In the 1980s, health maintenance organizations (HMOs) were heralded as an important mechanism to control rising health care costs. Proponents believed that, under a capitated payment system, HMOs could achieve savings by promoting prevention and effectively managing acute and chronic conditions, thereby reducing the needs for care and costly hospitalizations among enrollees. However, the capitated payment system also creates a short-term incentive for restricting health care services, which, combined with traditional HMO methods such as limited provider networks, primary care gatekeeping of access to specialty services and medical necessity authorization, may adversely affect quality of care. The concern over withholding services by HMOs to achieve savings became especially salient as the number of HMOs increased in the mid-1980s, resulting in more competition among HMOs and higher turnovers among HMO enrollees (
Hellander 2001;
Wholey et al. 1997). The growth of for-profit HMOs in the 1990s (
Gabel 1997) and, more recently, the diversification of HMOs' products in response to consumer backlash and legislative pressure over restrictive care (
Draper et al. 2002) further exacerbate the concern.
In general, empirical studies have shown positive effects of HMOs in containing health care costs (
Frank and Welch 1985;
Gaskin and Hadley 1997;
McLaughlin 1987;
Robinson 1991,
1996;
Zwanziger, Melnick, and Bamezai 2000), although there were some conflicting findings (
Frank and Welch 1985;
McLaughlin 1987,
1988). Researchers have also observed a significant shift in patterns of care associated with HMOs, such as fewer hospitalizations and more preventive services used by HMO enrollees than their fee-for-service counterparts, and simultaneous increases in ambulatory care and decreases in hospitalizations accompanied by increased HMO penetration (
Luft 1981;
Manning et al. 1987;
Wholey et al. 1997). However, the evidence of HMOs' impacts on quality of care and use of preventive services is limited and inconsistent (
Decker and Hempstead 1999;
Gordon, Rundall, and Parker 1998;
Riley et al. 1999;
Sullivan 1999). For example, increased cancer screenings were associated with HMO enrollment (
Gordon, Rundall, and Parker 1998) and higher HMO penetration (
Decker and Hempstead 1999). On the other hand, Medicare HMO enrollees were diagnosed at a later stage of breast cancer (
Riley et al. 1999). More recent literature indicates that HMOs and fee-for-service plans provide roughly comparable quality of care. However, HMOs offer more comprehensive preventive services (
Miller and Luft 2002).
Three studies have investigated the association between HMOs and hospitalizations due to certain preventable hospitalizations.
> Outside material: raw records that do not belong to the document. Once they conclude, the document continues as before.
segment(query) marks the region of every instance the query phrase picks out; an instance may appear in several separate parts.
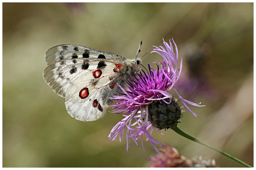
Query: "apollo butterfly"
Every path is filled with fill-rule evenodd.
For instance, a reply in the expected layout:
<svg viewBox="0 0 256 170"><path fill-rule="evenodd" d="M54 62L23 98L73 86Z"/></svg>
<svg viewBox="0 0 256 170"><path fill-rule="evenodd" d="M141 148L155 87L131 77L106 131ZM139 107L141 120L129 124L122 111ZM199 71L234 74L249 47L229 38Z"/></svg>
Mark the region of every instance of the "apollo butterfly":
<svg viewBox="0 0 256 170"><path fill-rule="evenodd" d="M138 50L137 55L140 51ZM84 121L103 116L106 108L114 101L109 98L121 92L117 84L126 87L126 82L134 78L141 64L141 58L131 60L69 44L50 48L45 58L48 66L44 71L45 82L55 93L65 98L69 114Z"/></svg>

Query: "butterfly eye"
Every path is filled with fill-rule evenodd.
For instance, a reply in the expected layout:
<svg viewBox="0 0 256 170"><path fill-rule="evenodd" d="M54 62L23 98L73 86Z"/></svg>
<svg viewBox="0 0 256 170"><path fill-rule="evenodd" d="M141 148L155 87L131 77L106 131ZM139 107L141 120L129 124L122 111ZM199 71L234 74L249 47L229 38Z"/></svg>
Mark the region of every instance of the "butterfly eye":
<svg viewBox="0 0 256 170"><path fill-rule="evenodd" d="M140 64L140 61L139 61L138 60L136 60L136 62L137 63L137 65L139 64Z"/></svg>

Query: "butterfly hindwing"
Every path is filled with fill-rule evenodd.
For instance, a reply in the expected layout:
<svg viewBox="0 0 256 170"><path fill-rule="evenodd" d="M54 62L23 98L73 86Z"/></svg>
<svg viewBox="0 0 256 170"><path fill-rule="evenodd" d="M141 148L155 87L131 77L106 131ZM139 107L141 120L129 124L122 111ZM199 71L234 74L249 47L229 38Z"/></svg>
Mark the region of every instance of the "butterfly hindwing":
<svg viewBox="0 0 256 170"><path fill-rule="evenodd" d="M63 44L50 48L45 54L49 66L56 61L74 58L112 59L123 60L125 58L115 54L77 45Z"/></svg>
<svg viewBox="0 0 256 170"><path fill-rule="evenodd" d="M121 73L113 71L115 69L115 64L108 65L84 74L69 85L65 104L71 116L91 121L104 115L109 94L122 77Z"/></svg>

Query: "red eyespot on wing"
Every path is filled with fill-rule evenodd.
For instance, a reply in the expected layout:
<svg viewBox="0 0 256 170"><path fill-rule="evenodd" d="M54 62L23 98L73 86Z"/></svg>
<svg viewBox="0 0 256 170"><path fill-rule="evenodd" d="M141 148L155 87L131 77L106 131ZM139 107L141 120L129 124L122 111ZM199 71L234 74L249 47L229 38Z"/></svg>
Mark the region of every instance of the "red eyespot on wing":
<svg viewBox="0 0 256 170"><path fill-rule="evenodd" d="M118 73L119 72L119 69L117 69L116 68L114 69L113 70L113 71L114 71L114 72L115 73Z"/></svg>
<svg viewBox="0 0 256 170"><path fill-rule="evenodd" d="M117 68L121 68L123 66L123 64L116 64L115 66Z"/></svg>
<svg viewBox="0 0 256 170"><path fill-rule="evenodd" d="M97 107L97 105L98 105L98 103L97 99L95 99L93 100L93 102L92 102L92 106L95 108L96 107Z"/></svg>
<svg viewBox="0 0 256 170"><path fill-rule="evenodd" d="M92 72L92 74L95 79L98 78L100 77L102 74L102 72L100 70L97 70Z"/></svg>
<svg viewBox="0 0 256 170"><path fill-rule="evenodd" d="M87 87L84 87L80 91L79 97L81 99L84 99L89 96L89 90Z"/></svg>
<svg viewBox="0 0 256 170"><path fill-rule="evenodd" d="M101 112L103 112L103 109L102 107L101 107L101 106L100 106L100 103L99 103L99 106L98 106L98 109L99 110L100 110L100 111Z"/></svg>
<svg viewBox="0 0 256 170"><path fill-rule="evenodd" d="M111 88L113 88L115 87L116 83L115 82L112 82L109 84L109 86Z"/></svg>

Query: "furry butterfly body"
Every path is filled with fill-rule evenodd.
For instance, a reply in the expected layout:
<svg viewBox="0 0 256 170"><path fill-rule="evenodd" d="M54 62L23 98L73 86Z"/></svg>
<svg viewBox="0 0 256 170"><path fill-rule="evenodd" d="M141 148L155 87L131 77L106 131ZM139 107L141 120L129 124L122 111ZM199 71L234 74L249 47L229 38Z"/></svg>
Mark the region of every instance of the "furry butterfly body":
<svg viewBox="0 0 256 170"><path fill-rule="evenodd" d="M64 44L49 49L45 55L48 66L44 71L45 82L66 99L68 112L82 121L102 117L106 108L134 78L141 60L89 47Z"/></svg>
Porell (2001) found that discharge rates for asthma and dehydration were higher for Medicaid HMO enrollees than Medicaid non-HMO enrollees in Massachusetts, suggesting potential access to or quality of care problems in HMO enrollees. However,
Friedman and Basu (2001) reported that a 20 percent increase in HMO penetration in a county led to a 1.8 percent reduction in hospitalizations due to 10 ACSCs among children in New York State.
Backus et al. (2002) showed that a 10 percent increase in HMO/PPO (preferred provider organization) penetration resulted in a 3.1 percent decrease in hospitalizations due to five chronic conditions in California from 1990 to 1997. While these studies have their own limitations, they shed some light on the relationship between HMO penetration and preventable hospitalizations.
This study extends the literature in the following ways. First, while earlier studies used data from a single state, our study includes 932 urban counties in 22 states, making our study more generalizable. Second, we use 14 more vigorously validated preventable hospitalization indicators, including both acute and chronic conditions that afflict both adults and children. Third, our study includes all hospitalized patients in the community, not a subset of patients (e.g., only Medicaid patients). And finally, our measure of HMO penetration is population-based and created at the community-level. Consequently, we are able to estimate the effect of HMO penetration as it affects preventable hospitalizations for an entire community, both HMO enrollees (i.e., direct effect) and non-enrollees (i.e., spillover effect).